Random Forests Regression (RFR) is great. This model is immune to most of distributional assumptions about how we handle data. We don’t have to normalize data (which usually means taking the mean of the data and dividing by the standard deviation) to make the model work effectively. We don’t have to transform categorical/labelled data into numeric data. Also, the scale of the independent variable of a RFR doesn’t matter because a RFR makes its split decisions on where a variable is in the sort order. It furthermore doesn’t matter if variable is an outlier. Other measures that care about sort order over scale are Area Under the Curve (AUC) accuracy and Spearman Correlations. RFR is wonderfully flexible, unfussy about outlier values and capable about handling most data type situations. RFRs are hard to screw up and come with so little assumptions.

But RFR will only take you so far. You’ll place in the top 10 of a Kaggle competition but won’t win where a thousandth of accuracy matters. RFR can’t extrapolate to new data. It’s basically a very clever finding Nearest Neighbors tool; there’s a limited complexity that it can handle. An RFR works by way of means clustering. You’ll be able to solve most problems, but you’ll run into limitations with data that has a lot of cardinality in its categorical data. RFR can even run on image recognition, but it can’t handle spatial information, which ends up being important in computer vision.

Enter Neural Nets and Deep learning. Neural Nets are a class of algorithms that support the Universal Approximation Theoreom ). Basically we approximate any function with a multi-layered set of functions ( a net of functions) as long as we make the network big enough. And the derivative of this network of functions will tell us how to tweak a variable to get a closer approximation.

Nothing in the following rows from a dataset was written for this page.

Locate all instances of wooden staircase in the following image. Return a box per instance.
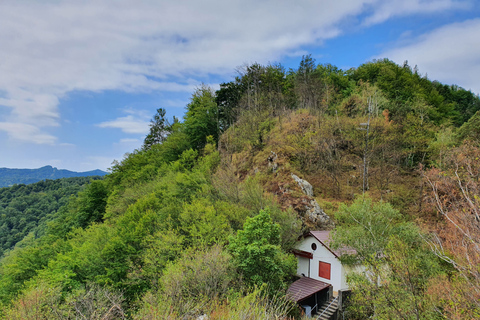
[314,297,338,320]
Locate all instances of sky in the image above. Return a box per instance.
[0,0,480,171]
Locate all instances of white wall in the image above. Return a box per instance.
[296,236,348,291]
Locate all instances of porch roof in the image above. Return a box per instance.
[287,277,331,302]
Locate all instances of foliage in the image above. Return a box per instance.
[143,108,178,149]
[0,166,107,188]
[332,197,419,264]
[0,55,480,319]
[0,177,101,257]
[228,210,296,290]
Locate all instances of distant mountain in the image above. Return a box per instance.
[0,166,107,188]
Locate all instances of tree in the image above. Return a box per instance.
[228,210,297,292]
[143,108,178,149]
[184,85,219,149]
[332,197,419,264]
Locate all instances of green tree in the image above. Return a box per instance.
[143,108,178,149]
[184,85,219,149]
[228,210,297,290]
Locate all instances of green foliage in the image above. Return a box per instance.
[346,237,444,319]
[332,197,420,264]
[456,111,480,144]
[228,210,296,291]
[179,199,230,247]
[184,86,219,149]
[143,108,178,149]
[0,177,101,257]
[0,166,107,188]
[0,56,480,320]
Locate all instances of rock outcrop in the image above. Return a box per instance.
[292,173,313,197]
[292,174,335,229]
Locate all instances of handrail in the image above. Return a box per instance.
[317,296,338,320]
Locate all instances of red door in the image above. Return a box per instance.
[318,261,331,280]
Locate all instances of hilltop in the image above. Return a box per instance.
[0,56,480,319]
[0,166,107,188]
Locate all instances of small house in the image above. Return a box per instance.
[288,231,355,315]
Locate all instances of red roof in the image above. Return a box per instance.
[287,277,331,302]
[306,231,357,258]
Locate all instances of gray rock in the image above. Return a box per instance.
[267,151,278,173]
[305,199,335,229]
[292,173,313,197]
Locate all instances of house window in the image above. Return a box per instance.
[318,261,331,280]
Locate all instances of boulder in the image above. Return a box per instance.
[305,199,335,229]
[292,173,313,197]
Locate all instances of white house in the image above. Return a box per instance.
[294,231,355,294]
[287,231,363,317]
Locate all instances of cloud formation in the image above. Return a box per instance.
[97,115,149,135]
[0,0,470,144]
[378,19,480,94]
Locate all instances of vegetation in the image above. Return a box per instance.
[0,166,107,188]
[0,56,480,319]
[0,177,100,257]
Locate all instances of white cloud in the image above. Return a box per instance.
[364,0,466,25]
[0,122,57,145]
[97,115,149,134]
[378,19,480,94]
[120,139,141,144]
[0,0,468,143]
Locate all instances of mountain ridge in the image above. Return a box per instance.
[0,165,108,188]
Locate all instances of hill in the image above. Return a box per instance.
[0,56,480,320]
[0,166,107,188]
[0,176,104,259]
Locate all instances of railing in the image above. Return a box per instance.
[317,296,338,320]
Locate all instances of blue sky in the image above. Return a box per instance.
[0,0,480,171]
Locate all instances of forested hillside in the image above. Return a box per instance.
[0,176,104,259]
[0,166,107,188]
[0,56,480,319]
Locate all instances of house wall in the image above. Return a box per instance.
[296,236,348,291]
[297,257,311,278]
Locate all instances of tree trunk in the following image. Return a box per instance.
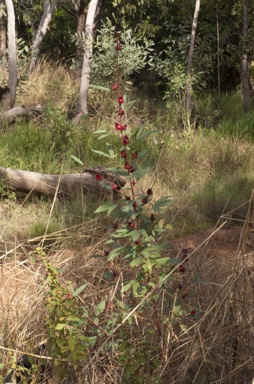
[186,0,200,121]
[77,0,87,62]
[241,0,250,113]
[74,0,100,123]
[0,166,125,197]
[0,0,6,61]
[5,0,17,108]
[29,0,59,74]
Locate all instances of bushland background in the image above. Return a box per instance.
[0,0,254,384]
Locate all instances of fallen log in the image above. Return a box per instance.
[0,166,125,197]
[2,104,43,123]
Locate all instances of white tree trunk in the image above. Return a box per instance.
[0,0,6,61]
[0,166,125,197]
[29,0,59,74]
[5,0,17,107]
[74,0,100,122]
[241,0,250,113]
[186,0,200,119]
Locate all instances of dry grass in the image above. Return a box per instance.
[16,58,80,111]
[0,192,254,384]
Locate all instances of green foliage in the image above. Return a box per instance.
[91,19,153,84]
[36,247,96,378]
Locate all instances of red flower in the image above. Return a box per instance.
[123,135,130,145]
[111,183,119,191]
[179,264,186,273]
[141,196,148,204]
[112,83,119,91]
[118,96,124,104]
[115,122,127,132]
[115,122,123,131]
[121,149,127,159]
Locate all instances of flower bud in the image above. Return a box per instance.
[118,96,124,104]
[112,83,119,91]
[121,149,127,159]
[123,135,130,145]
[118,107,124,116]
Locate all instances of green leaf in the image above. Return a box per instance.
[132,280,140,296]
[94,203,117,215]
[136,127,157,141]
[122,280,135,292]
[173,305,183,316]
[67,315,80,323]
[94,300,106,316]
[72,283,88,297]
[138,149,150,159]
[152,196,172,212]
[68,337,77,352]
[71,155,84,165]
[55,323,67,331]
[108,247,125,261]
[130,257,145,268]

Mathematically, we do a matrix multiply for every layer of the neural net. Deep learning is ultimately doing a lot of linear algebra where you throw away all the negative numbers and replace the negative numbers with 0.

Practically, we’re getting multiple perspectives on a data set so we can make a decision about how to organize or classify the parts that make up the whole. For example, let’s say we have a blueberry ice cream with lime cream dessert served in a square shaped plastic cup. Our first view of the dessert is from the top (the Cartsian coordinates view on the left). Maybe, I really really hate lime cream and only want blueberry ice cream part, and from my current Cartesian view, I can’t cleanly separate out the blueberry ice cream with one knife slice.

graphic source:

*Deep Learning*(2016) by Ian Goodfellow

However, what if I can shift my perspective on the this dessert parfait? or mathematically rotate the dimension of this square dessert cup. If I rotate the dessert square cup, I can see that the blueberry ice cream part is in fact sitting on top of the lime cream (polar coordinates). I *can* indeed separate the blueberry ice cream from the lime with a single knife cut, because I hate lime cream soooo much (not really!)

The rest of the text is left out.